Desde los espesos y simbólicamente cargados bosques de Dalarna, Suecia, SIGNERI continúa su invocación musical con el lanzamiento de "Setting Fire to Worthless", el segundo adelanto de su próximo álbum debut homónimo, que verá la luz el 13 de junio a través de ViciSolum Productions. Oscura, densa y ferozmente introspectiva, la canción llega como una continuación emocional y conceptual del primer sencillo "Darkness Embrace", pero esta vez con la mirada puesta no hacia dentro, sino hacia los rostros de aquellos que manipulan la fe en nombre de la redención.
"Esta canción trata sobre cómo la fe, en las manos equivocadas, se convierte en una trampa. Cómo las almas heridas son atraídas por sectas religiosas que prometen luz, solo para ser devoradas por el control y el silencio", comenta la banda. "Los versos son fríos y desnudos —un guiño sutil al pulso oscuro de Velvet Underground. A medida que la canción avanza, se vuelve más pesada, más atmosférica, con un estribillo que no suplica: exige ser escuchado."

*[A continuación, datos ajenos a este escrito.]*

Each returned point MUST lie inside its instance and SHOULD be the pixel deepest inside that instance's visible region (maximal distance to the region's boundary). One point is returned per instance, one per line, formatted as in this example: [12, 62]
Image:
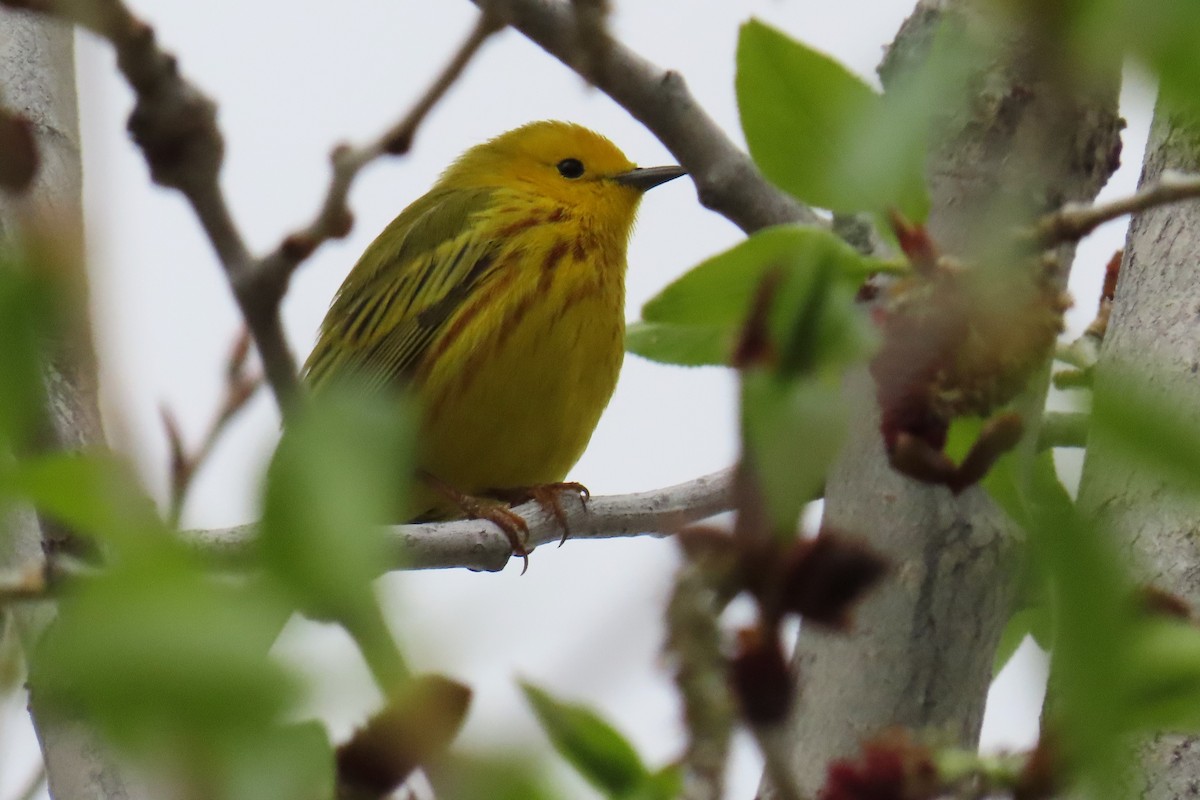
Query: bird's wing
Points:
[400, 294]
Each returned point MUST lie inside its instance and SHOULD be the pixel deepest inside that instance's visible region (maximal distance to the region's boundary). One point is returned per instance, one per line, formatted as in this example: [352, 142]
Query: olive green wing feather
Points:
[402, 290]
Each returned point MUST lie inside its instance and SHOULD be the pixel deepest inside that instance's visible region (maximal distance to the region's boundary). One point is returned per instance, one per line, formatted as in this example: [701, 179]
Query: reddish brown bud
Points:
[18, 152]
[825, 577]
[761, 679]
[915, 242]
[997, 437]
[1111, 272]
[754, 346]
[889, 768]
[298, 247]
[1161, 602]
[414, 727]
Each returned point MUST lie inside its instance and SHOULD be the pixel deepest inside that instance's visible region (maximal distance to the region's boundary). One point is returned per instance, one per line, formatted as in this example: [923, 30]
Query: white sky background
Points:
[292, 79]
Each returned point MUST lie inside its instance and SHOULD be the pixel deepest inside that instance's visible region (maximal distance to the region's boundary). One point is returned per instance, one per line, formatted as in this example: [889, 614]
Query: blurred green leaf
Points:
[664, 785]
[1025, 621]
[689, 346]
[163, 659]
[341, 471]
[809, 122]
[286, 763]
[697, 318]
[593, 746]
[1161, 433]
[1090, 599]
[96, 494]
[793, 431]
[510, 776]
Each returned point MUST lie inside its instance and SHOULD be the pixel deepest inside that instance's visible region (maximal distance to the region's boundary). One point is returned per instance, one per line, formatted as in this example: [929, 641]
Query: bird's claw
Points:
[550, 498]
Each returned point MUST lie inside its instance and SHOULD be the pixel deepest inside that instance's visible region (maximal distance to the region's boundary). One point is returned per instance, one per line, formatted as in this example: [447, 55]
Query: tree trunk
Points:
[37, 82]
[922, 649]
[1153, 324]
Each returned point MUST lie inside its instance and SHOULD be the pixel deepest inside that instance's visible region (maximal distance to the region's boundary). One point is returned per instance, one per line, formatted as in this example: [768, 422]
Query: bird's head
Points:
[563, 162]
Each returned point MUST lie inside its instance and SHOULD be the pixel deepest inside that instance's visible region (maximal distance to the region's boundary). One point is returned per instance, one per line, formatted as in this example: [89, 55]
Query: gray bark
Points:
[37, 80]
[922, 649]
[1153, 324]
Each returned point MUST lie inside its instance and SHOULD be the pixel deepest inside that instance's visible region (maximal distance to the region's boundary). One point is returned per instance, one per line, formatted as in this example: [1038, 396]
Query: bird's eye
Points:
[570, 168]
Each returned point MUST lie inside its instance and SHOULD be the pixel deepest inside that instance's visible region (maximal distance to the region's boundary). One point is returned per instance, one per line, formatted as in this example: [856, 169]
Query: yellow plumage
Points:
[498, 300]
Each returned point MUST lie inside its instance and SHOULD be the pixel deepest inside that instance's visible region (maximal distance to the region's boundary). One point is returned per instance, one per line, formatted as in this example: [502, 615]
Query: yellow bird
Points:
[498, 300]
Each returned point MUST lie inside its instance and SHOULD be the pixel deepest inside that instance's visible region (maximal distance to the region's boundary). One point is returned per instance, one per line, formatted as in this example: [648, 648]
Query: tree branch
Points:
[725, 176]
[1074, 221]
[174, 124]
[334, 220]
[479, 545]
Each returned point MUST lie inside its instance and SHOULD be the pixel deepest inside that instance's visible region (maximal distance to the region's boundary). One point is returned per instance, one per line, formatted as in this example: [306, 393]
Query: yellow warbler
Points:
[498, 300]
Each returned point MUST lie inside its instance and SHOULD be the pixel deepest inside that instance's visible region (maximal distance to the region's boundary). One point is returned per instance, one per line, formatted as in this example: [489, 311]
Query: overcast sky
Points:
[294, 78]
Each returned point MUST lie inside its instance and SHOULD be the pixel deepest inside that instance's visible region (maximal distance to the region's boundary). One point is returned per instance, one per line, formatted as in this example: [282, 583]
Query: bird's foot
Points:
[510, 523]
[550, 498]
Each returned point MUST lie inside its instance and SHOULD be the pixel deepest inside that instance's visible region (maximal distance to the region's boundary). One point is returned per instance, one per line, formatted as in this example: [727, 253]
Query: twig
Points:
[478, 545]
[701, 675]
[1063, 429]
[725, 176]
[240, 386]
[174, 124]
[334, 220]
[1072, 222]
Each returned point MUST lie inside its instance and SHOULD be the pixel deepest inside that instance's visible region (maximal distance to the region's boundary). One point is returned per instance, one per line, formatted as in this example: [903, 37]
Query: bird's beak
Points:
[649, 176]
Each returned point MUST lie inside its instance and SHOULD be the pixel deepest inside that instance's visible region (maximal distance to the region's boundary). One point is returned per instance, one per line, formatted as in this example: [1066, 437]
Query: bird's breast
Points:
[525, 370]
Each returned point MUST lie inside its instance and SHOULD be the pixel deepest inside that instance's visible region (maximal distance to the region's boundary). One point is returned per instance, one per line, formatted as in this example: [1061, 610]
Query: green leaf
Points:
[699, 317]
[689, 346]
[1020, 625]
[286, 763]
[804, 116]
[96, 494]
[593, 746]
[1164, 677]
[509, 776]
[341, 473]
[163, 659]
[793, 431]
[1161, 433]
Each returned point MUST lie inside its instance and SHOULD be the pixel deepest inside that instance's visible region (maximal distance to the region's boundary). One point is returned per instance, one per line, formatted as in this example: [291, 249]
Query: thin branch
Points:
[334, 220]
[701, 677]
[23, 585]
[725, 176]
[174, 124]
[1073, 221]
[1063, 429]
[240, 388]
[478, 545]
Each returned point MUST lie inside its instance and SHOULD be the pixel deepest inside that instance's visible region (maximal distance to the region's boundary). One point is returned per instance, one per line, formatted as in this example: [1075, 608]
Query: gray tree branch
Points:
[1152, 334]
[479, 545]
[37, 80]
[922, 649]
[726, 178]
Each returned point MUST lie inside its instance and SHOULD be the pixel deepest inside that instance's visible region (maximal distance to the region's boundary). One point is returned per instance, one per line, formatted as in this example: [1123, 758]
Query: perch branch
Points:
[479, 545]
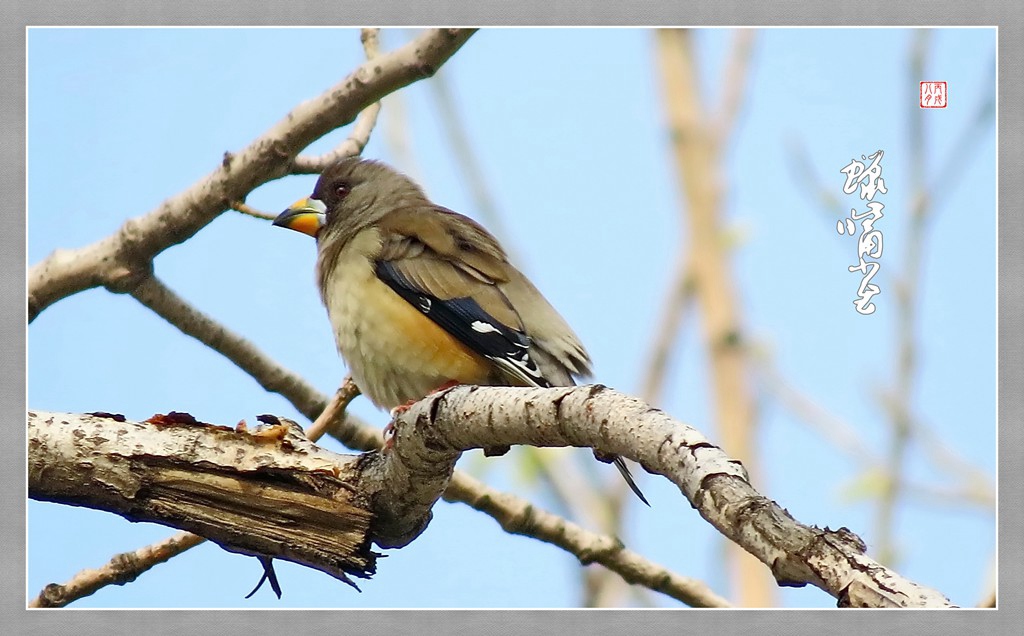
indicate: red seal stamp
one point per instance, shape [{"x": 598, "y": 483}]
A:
[{"x": 933, "y": 94}]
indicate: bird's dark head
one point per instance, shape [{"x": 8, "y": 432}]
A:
[{"x": 350, "y": 195}]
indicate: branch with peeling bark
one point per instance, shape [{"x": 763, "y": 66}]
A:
[{"x": 399, "y": 488}]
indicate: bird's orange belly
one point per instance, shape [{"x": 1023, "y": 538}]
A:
[{"x": 394, "y": 352}]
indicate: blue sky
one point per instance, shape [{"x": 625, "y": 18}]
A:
[{"x": 568, "y": 129}]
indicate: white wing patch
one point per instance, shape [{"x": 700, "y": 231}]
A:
[{"x": 484, "y": 328}]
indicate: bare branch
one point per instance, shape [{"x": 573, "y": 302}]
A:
[
  {"x": 714, "y": 483},
  {"x": 265, "y": 493},
  {"x": 360, "y": 132},
  {"x": 518, "y": 516},
  {"x": 734, "y": 84},
  {"x": 238, "y": 206},
  {"x": 124, "y": 258},
  {"x": 697, "y": 150},
  {"x": 122, "y": 568}
]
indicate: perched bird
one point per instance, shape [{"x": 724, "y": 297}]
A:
[{"x": 421, "y": 297}]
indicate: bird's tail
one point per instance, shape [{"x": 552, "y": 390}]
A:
[{"x": 625, "y": 470}]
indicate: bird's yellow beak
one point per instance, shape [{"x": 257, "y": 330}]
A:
[{"x": 305, "y": 215}]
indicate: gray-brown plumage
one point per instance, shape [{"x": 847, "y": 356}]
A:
[{"x": 420, "y": 296}]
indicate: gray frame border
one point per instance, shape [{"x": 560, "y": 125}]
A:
[{"x": 524, "y": 12}]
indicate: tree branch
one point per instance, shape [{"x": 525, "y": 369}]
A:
[
  {"x": 122, "y": 259},
  {"x": 398, "y": 488},
  {"x": 714, "y": 483}
]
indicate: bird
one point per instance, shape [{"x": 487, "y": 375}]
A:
[{"x": 421, "y": 297}]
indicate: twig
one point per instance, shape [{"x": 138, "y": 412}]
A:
[
  {"x": 124, "y": 258},
  {"x": 360, "y": 132},
  {"x": 356, "y": 434},
  {"x": 119, "y": 570},
  {"x": 696, "y": 152},
  {"x": 248, "y": 210}
]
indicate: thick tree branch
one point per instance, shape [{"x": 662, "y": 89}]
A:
[
  {"x": 401, "y": 485},
  {"x": 715, "y": 484},
  {"x": 122, "y": 259},
  {"x": 270, "y": 493}
]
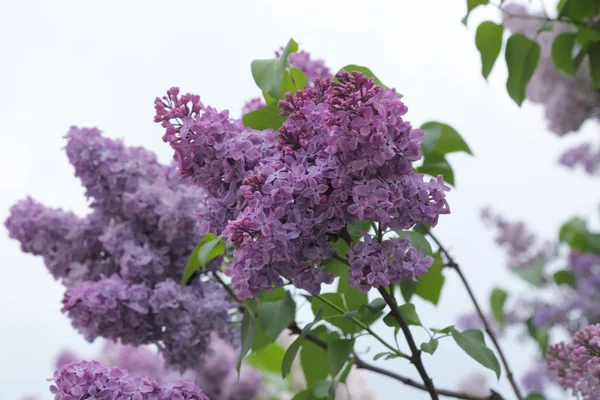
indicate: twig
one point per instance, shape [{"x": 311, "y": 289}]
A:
[
  {"x": 452, "y": 264},
  {"x": 415, "y": 357},
  {"x": 294, "y": 328}
]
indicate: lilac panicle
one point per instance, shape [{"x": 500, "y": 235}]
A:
[
  {"x": 344, "y": 153},
  {"x": 121, "y": 261},
  {"x": 90, "y": 380},
  {"x": 217, "y": 375},
  {"x": 568, "y": 101},
  {"x": 179, "y": 319},
  {"x": 378, "y": 265}
]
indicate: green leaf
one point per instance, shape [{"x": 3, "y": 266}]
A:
[
  {"x": 578, "y": 9},
  {"x": 473, "y": 343},
  {"x": 418, "y": 240},
  {"x": 442, "y": 139},
  {"x": 409, "y": 314},
  {"x": 522, "y": 55},
  {"x": 338, "y": 353},
  {"x": 429, "y": 286},
  {"x": 292, "y": 350},
  {"x": 471, "y": 5},
  {"x": 587, "y": 36},
  {"x": 321, "y": 389},
  {"x": 562, "y": 53},
  {"x": 314, "y": 363},
  {"x": 268, "y": 358},
  {"x": 206, "y": 250},
  {"x": 444, "y": 331},
  {"x": 275, "y": 316},
  {"x": 346, "y": 371},
  {"x": 594, "y": 57},
  {"x": 533, "y": 274},
  {"x": 436, "y": 164},
  {"x": 369, "y": 313},
  {"x": 248, "y": 333},
  {"x": 430, "y": 347},
  {"x": 565, "y": 277},
  {"x": 488, "y": 40},
  {"x": 268, "y": 74},
  {"x": 368, "y": 73},
  {"x": 293, "y": 80},
  {"x": 576, "y": 234},
  {"x": 261, "y": 339},
  {"x": 264, "y": 118},
  {"x": 407, "y": 288},
  {"x": 497, "y": 299}
]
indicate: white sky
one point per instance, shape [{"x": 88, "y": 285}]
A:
[{"x": 101, "y": 63}]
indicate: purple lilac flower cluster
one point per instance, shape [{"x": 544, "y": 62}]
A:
[
  {"x": 523, "y": 248},
  {"x": 582, "y": 155},
  {"x": 217, "y": 376},
  {"x": 89, "y": 379},
  {"x": 577, "y": 364},
  {"x": 344, "y": 153},
  {"x": 120, "y": 262},
  {"x": 374, "y": 264},
  {"x": 569, "y": 101}
]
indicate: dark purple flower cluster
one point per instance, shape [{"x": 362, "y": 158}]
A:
[
  {"x": 122, "y": 261},
  {"x": 90, "y": 380},
  {"x": 344, "y": 153},
  {"x": 577, "y": 364},
  {"x": 374, "y": 264}
]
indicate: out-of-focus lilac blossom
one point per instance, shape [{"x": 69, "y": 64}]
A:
[
  {"x": 523, "y": 248},
  {"x": 539, "y": 378},
  {"x": 569, "y": 101},
  {"x": 577, "y": 364},
  {"x": 582, "y": 155}
]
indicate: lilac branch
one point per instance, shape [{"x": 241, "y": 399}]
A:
[{"x": 452, "y": 264}]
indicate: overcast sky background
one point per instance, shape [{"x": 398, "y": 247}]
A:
[{"x": 101, "y": 63}]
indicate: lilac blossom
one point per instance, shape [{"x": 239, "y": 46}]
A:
[
  {"x": 378, "y": 265},
  {"x": 523, "y": 247},
  {"x": 344, "y": 153},
  {"x": 179, "y": 319},
  {"x": 577, "y": 364},
  {"x": 569, "y": 101},
  {"x": 582, "y": 155},
  {"x": 217, "y": 375},
  {"x": 121, "y": 262}
]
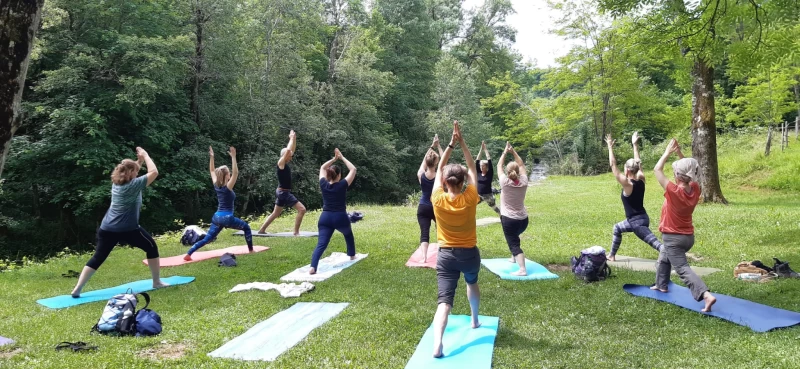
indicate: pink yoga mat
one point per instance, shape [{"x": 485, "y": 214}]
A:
[
  {"x": 414, "y": 261},
  {"x": 205, "y": 255}
]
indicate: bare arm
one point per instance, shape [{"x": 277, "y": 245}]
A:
[{"x": 234, "y": 169}]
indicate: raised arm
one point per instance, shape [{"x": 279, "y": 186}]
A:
[
  {"x": 152, "y": 171},
  {"x": 234, "y": 168},
  {"x": 211, "y": 168},
  {"x": 659, "y": 169},
  {"x": 351, "y": 174}
]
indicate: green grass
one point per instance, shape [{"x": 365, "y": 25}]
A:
[{"x": 560, "y": 323}]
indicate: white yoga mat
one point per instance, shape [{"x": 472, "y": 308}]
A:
[
  {"x": 285, "y": 289},
  {"x": 269, "y": 339},
  {"x": 327, "y": 267}
]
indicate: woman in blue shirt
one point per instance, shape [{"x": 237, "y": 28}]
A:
[
  {"x": 334, "y": 207},
  {"x": 224, "y": 180}
]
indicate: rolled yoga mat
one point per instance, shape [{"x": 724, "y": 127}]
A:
[
  {"x": 504, "y": 268},
  {"x": 65, "y": 301},
  {"x": 209, "y": 254},
  {"x": 758, "y": 317},
  {"x": 276, "y": 335},
  {"x": 416, "y": 258},
  {"x": 464, "y": 347},
  {"x": 280, "y": 234}
]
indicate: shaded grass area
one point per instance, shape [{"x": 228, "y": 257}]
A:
[{"x": 560, "y": 323}]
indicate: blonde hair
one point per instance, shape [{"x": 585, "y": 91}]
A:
[
  {"x": 221, "y": 172},
  {"x": 125, "y": 172},
  {"x": 512, "y": 171}
]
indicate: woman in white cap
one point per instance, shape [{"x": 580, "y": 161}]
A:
[{"x": 680, "y": 199}]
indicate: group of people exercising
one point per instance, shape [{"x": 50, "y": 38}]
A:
[{"x": 450, "y": 195}]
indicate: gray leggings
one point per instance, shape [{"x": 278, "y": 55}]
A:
[{"x": 673, "y": 255}]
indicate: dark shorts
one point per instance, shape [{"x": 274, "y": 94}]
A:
[
  {"x": 450, "y": 264},
  {"x": 285, "y": 199}
]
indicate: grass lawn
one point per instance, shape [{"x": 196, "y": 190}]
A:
[{"x": 559, "y": 323}]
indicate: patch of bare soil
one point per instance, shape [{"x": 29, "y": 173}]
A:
[{"x": 165, "y": 350}]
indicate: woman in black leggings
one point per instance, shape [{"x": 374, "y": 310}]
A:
[
  {"x": 426, "y": 175},
  {"x": 121, "y": 222}
]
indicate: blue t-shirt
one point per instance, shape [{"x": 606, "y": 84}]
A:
[
  {"x": 226, "y": 198},
  {"x": 334, "y": 195},
  {"x": 126, "y": 202},
  {"x": 426, "y": 185}
]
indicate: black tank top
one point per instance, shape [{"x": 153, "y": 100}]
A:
[
  {"x": 284, "y": 177},
  {"x": 634, "y": 204}
]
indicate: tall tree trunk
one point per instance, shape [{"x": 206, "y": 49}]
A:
[
  {"x": 704, "y": 130},
  {"x": 19, "y": 20}
]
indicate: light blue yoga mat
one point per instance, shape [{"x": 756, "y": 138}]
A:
[
  {"x": 274, "y": 336},
  {"x": 758, "y": 317},
  {"x": 65, "y": 301},
  {"x": 464, "y": 347},
  {"x": 504, "y": 268}
]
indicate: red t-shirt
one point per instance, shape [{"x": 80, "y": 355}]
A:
[{"x": 676, "y": 214}]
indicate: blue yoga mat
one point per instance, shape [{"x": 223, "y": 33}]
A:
[
  {"x": 464, "y": 347},
  {"x": 65, "y": 301},
  {"x": 269, "y": 339},
  {"x": 758, "y": 317},
  {"x": 504, "y": 268}
]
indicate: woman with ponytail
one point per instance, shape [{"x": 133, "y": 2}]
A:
[
  {"x": 224, "y": 179},
  {"x": 513, "y": 215},
  {"x": 121, "y": 223},
  {"x": 334, "y": 207},
  {"x": 677, "y": 228},
  {"x": 632, "y": 181},
  {"x": 455, "y": 231},
  {"x": 426, "y": 175}
]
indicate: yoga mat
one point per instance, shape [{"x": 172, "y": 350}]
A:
[
  {"x": 327, "y": 267},
  {"x": 504, "y": 268},
  {"x": 65, "y": 301},
  {"x": 758, "y": 317},
  {"x": 274, "y": 336},
  {"x": 6, "y": 341},
  {"x": 487, "y": 221},
  {"x": 464, "y": 347},
  {"x": 280, "y": 234},
  {"x": 648, "y": 265},
  {"x": 416, "y": 257},
  {"x": 209, "y": 254}
]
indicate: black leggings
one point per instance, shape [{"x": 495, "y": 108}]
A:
[
  {"x": 424, "y": 218},
  {"x": 106, "y": 241},
  {"x": 512, "y": 228}
]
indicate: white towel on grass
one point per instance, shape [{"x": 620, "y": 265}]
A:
[
  {"x": 285, "y": 289},
  {"x": 327, "y": 268}
]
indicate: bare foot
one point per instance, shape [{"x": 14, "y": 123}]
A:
[{"x": 710, "y": 300}]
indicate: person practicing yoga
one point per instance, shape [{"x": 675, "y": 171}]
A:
[
  {"x": 632, "y": 181},
  {"x": 485, "y": 177},
  {"x": 455, "y": 231},
  {"x": 120, "y": 225},
  {"x": 680, "y": 199},
  {"x": 513, "y": 215},
  {"x": 223, "y": 179},
  {"x": 334, "y": 207},
  {"x": 426, "y": 175},
  {"x": 283, "y": 195}
]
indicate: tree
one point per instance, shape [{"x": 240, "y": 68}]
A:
[{"x": 19, "y": 20}]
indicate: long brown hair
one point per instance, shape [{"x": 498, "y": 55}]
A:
[{"x": 125, "y": 172}]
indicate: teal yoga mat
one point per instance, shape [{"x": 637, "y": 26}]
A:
[
  {"x": 65, "y": 301},
  {"x": 504, "y": 268},
  {"x": 464, "y": 347},
  {"x": 269, "y": 339}
]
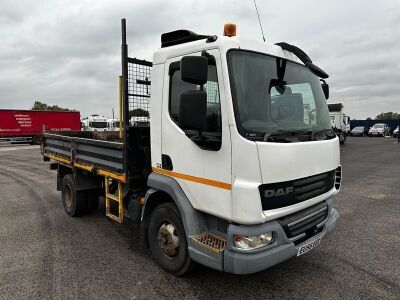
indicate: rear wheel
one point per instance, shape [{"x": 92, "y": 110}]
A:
[
  {"x": 75, "y": 202},
  {"x": 167, "y": 239}
]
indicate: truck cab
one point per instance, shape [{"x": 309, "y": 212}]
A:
[
  {"x": 95, "y": 123},
  {"x": 241, "y": 129}
]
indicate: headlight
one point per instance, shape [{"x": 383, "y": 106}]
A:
[{"x": 253, "y": 242}]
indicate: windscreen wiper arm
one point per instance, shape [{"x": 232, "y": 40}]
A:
[
  {"x": 287, "y": 136},
  {"x": 304, "y": 58}
]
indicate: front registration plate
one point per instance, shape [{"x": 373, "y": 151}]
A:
[{"x": 309, "y": 246}]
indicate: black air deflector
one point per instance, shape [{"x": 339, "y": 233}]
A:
[{"x": 180, "y": 37}]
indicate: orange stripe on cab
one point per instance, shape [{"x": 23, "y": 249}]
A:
[{"x": 214, "y": 183}]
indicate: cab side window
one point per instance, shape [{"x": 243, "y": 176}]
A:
[{"x": 177, "y": 87}]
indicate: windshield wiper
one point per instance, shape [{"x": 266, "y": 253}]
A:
[{"x": 287, "y": 136}]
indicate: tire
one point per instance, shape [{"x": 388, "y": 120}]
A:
[
  {"x": 75, "y": 202},
  {"x": 177, "y": 261},
  {"x": 92, "y": 200}
]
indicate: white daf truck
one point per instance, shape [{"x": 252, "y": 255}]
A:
[
  {"x": 238, "y": 168},
  {"x": 94, "y": 123}
]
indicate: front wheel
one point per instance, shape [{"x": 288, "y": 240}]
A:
[{"x": 167, "y": 239}]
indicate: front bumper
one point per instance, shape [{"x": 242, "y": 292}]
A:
[{"x": 246, "y": 262}]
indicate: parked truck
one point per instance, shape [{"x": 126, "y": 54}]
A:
[
  {"x": 237, "y": 169},
  {"x": 26, "y": 126},
  {"x": 340, "y": 122},
  {"x": 95, "y": 123}
]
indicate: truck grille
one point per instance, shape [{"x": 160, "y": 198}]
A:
[
  {"x": 281, "y": 194},
  {"x": 304, "y": 222}
]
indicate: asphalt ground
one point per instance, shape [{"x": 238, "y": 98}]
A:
[{"x": 46, "y": 254}]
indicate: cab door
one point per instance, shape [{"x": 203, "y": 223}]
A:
[{"x": 204, "y": 173}]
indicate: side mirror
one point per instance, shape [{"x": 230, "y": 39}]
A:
[
  {"x": 193, "y": 110},
  {"x": 194, "y": 69},
  {"x": 325, "y": 88}
]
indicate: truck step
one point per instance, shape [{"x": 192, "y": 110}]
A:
[{"x": 211, "y": 241}]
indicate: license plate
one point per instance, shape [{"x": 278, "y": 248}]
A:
[{"x": 309, "y": 246}]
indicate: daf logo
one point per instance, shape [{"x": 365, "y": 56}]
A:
[{"x": 278, "y": 192}]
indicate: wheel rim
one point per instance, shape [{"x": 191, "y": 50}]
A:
[
  {"x": 68, "y": 197},
  {"x": 168, "y": 239}
]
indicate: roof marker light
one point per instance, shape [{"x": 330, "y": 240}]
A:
[{"x": 230, "y": 29}]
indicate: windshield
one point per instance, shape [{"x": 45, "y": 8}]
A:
[
  {"x": 271, "y": 95},
  {"x": 98, "y": 124}
]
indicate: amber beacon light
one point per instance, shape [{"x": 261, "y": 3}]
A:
[{"x": 230, "y": 29}]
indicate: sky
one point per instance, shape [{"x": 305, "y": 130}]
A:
[{"x": 68, "y": 52}]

La propuesta sonora de SIGNERI fusiona brutalidad y belleza con precisión ritual. En "Setting Fire to Worthless", esa dualidad se despliega con intensidad: guitarras abrasivas que rugen como fuego sagrado, atmósferas litúrgicas teñidas de amenaza, y una estructura que pasa de la contención a la catarsis con calculada desesperación. Lo suyo no es simplemente metal oscuro —es un viaje ceremonial hacia las zonas liminales entre lo espiritual y lo profano.
La formación —Michael Brander en voz y bajo, Ulf Olars y Lars Bergfält en guitarras, y Jonas Arnberg en batería, metales y órganos— cultiva un estilo que atraerá tanto a seguidores del metal ocultista como a los devotos del blackened metal con sensibilidad atmosférica. El álbum debut, "Signeri", promete ser un manifiesto sonoro donde lo místico y lo monstruoso conviven, y con estas primeras muestras, la banda no solo presenta canciones: convoca espíritus.
"Setting Fire to Worthless" ya está disponible para escuchar, y las reservas del álbum están abiertas para quienes se atrevan a seguir esta senda marcada por el fuego, la fe rota y el arte del encantamiento sonoro.